The feasibility of the proposed algorithm is verified by simulation and real data. According to the actual UAV-based system conditions we demonstrate the compensation effect of the proposed algorithm for the spatial variance, according to the actual UAV-based system conditions by simulations for a scatterers array. We compare the focus effect of the traditional and proposed algorithm. It’s found that the traditional algorithm cannot obtain well-focused images under the conditions of UAV-based BFSAR system, which is because that the accuracy of the spatial variance model cannot meet the requirements of the system, so the PSLR and ISLR increase. The proposed algorithm takes into account the higher order of the slant range and spatial variance model, and performs more accurate compensation. Therefore, the proposed algorithm can obtain better-focused image, and is more suitable for the UAV-based BFSAR systems.

The effectiveness of the proposed algorithm is also verified by real data. There is a plant in the experimental scene, and two transponders are placed diagonally across the plant.
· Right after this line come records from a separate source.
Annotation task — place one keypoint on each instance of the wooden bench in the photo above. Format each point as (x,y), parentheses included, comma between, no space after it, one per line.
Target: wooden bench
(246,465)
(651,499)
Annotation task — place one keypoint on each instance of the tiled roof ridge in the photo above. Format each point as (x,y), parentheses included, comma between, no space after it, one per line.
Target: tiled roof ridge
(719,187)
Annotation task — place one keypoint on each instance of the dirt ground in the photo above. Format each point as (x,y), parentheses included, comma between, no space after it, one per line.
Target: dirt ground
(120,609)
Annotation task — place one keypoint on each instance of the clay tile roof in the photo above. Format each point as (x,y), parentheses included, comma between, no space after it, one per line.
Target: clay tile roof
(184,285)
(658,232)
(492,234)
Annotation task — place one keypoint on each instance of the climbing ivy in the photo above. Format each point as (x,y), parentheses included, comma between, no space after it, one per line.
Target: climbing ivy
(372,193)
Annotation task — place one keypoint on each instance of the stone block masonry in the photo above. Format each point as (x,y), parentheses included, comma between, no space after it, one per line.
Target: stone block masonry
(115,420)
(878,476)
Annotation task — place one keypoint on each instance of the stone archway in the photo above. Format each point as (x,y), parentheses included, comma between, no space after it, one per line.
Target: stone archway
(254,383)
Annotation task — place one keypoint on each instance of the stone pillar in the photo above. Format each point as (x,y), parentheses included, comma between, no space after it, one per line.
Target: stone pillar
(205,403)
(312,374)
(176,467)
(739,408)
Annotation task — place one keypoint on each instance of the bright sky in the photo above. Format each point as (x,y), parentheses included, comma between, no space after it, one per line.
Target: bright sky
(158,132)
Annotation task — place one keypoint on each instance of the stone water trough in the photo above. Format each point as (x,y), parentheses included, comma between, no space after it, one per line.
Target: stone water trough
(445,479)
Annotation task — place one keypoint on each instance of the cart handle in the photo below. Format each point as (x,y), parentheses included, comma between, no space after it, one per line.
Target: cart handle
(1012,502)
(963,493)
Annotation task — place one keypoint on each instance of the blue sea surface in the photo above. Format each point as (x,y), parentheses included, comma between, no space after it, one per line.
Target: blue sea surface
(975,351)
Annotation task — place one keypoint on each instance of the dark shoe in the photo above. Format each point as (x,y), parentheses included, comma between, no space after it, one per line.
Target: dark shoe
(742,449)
The well-focused image proves that the spatial variance is well compensated, and the accuracy of the slant range model meets the requirements of the UAV system. The focus effect of the transponder clearly demonstrates the focusing performance of the algorithm, which is greatly improved compared with traditional algorithms. In short, this paper verifies the applicability of the proposed algorithm. However, in the case of insufficient positioning accuracy of the platform, a motion compensation algorithm is needed to further improve the image quality.

7. Conclusions

This paper presents an improved image formation algorithm suitable for mini-UAV-based BFSAR systems. Based on the system configuration and the mini-UAVs’ motion characteristics, acceleration and jerk are introduced in the slant range model. Considering the difference between the monostatic and bistatic SAR system, the variance model for mini-UAV-based BFSAR is established. At the same time, a frequency-domain imaging algorithm is proposed for the spotlight mode. The results of the simulation and the image obtained using real bistatic SAR data validate the feasibility and effectiveness of the algorithm.